The Mum (aka Gib’s mom) still insisted she take me to the ENT to make sure I wasn’t in need of some sort of surgery and stitches from the explosion. Thankfully, I wasn’t. But the doc still poked another needle into the tonsil, hoping for a secondary explosion, which did not occur. Apparently my hack-cough had expelled everything into my stomach or the Dixie cup.
[Note: Obviously, this End of Life wasn’t as traumatic as #4… however, I did have left over Codeine from this experience, which I subsequently used one night about a year later while drinking beers with a girl I was “dating” named Jasmine. My body could not handle this volatile mixture. Medically, no one’s body should be able to handle this volatile mixture. It felt as if every orifice of my body needed to expel whatever contents were within. Based on the sounds coming from my bathroom, my roommates could have only assumed I had contracted Ebola and would need to be scraped from the tile floor in the morning… Life Lesson Learned: Never, Ever, mix alcohol and prescription pain meds… Or date women whose name will automatically make your friends think you met her at a strip club.]
[P.S. Note: Remember, say NO to drugs. And women with stripper names.]
Life #6: Ended at age 28. While in the midst of applying to medical school, my girlfriend of 3.5 years, who doubled as my best friend, decided that spending the rest of her life with me wasn’t going to make her happy any more. It was completely unexpected and obliterated the limits of my coping mechanisms. The aftermath was not pretty. I spent three months living by myself in the duplex we had shared, leaving incredibly early in the morning and returning only to sleep. The time between was filled with work, exercise, and wanderlust, leading me into random neighborhoods of Boston.
However, the break-up itself wasn’t the reason Life #6 ended… though it did represent the meta-physical end to a life I expected to lead. More so, Life #6 ended because the person who emerged out of the depths of those three months was a new “me”.
Those three months, which were book-ended by her departure and my younger brother moved in, were best characterized as “Hepatitis and He-Man.” With my life suddenly devoid of its biggest asset, I would spend Friday and Saturday nights indulging in the company provided by my friends or the Enormous Room in Cambridge.
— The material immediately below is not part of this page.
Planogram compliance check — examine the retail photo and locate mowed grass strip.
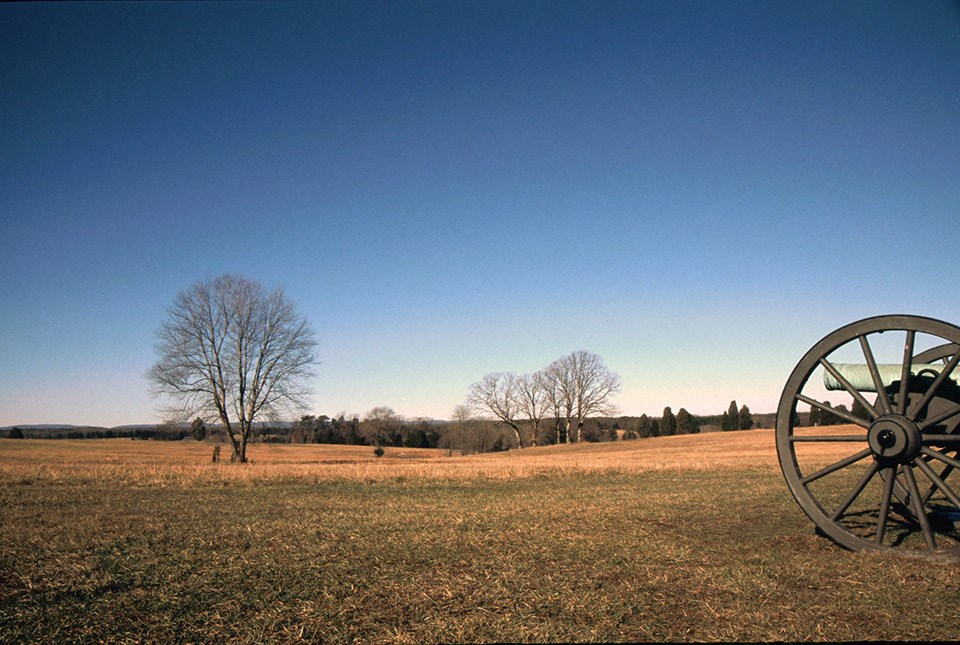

These shenanigans would be off-set by the legendary-in-my-own-mind workout sessions I found myself completing at the gym on the subsequent day.
On a Saturday or Sunday afternoon, I would often slowly begin to rouse myself, eat a light meal, and pack my bag for the gym. When I got there, I was a beast. All of the carbohydrates (and pain) I’d ingested overnight were begging to be burned away. I obliged by conducting my own personal indoor triathlons (torture sessions) over the next several hours. I had never so effortlessly pushed my body to its limits. Using the elliptical machine as my run, a stationary bike, and swimming laps in the pool, I escaped from my world of heartache and hepatitis. The endorphins I felt kept my mind at ease. The fatigue I usually felt after an hour of exercise never arrived. The sore muscles were completely absent. The willingness to quit had evaporated.
Things that had previously limited me, in mind, body, and spirit were no longer present. And I felt like I could accomplish anything I put in front of myself. This belief and the limits I overcame have served me well in the subsequent years.
And from that experience, emerged Life #7… which thankfully, by my count, I’m still on. It’s been good so far, filled with medical knowledge and clinical skills, amazing adventures in the Caribbean… Miami… Boston… Chicago… nYc… Columbus, countless new friends, and a life full of opportunity.
But I must say, in the future it would be nice to avoid any future brushes with absent airway induced death. And vehicular assaults. And soul-crushing misadventures of the heart.
Especially since I only have two lives left after this one.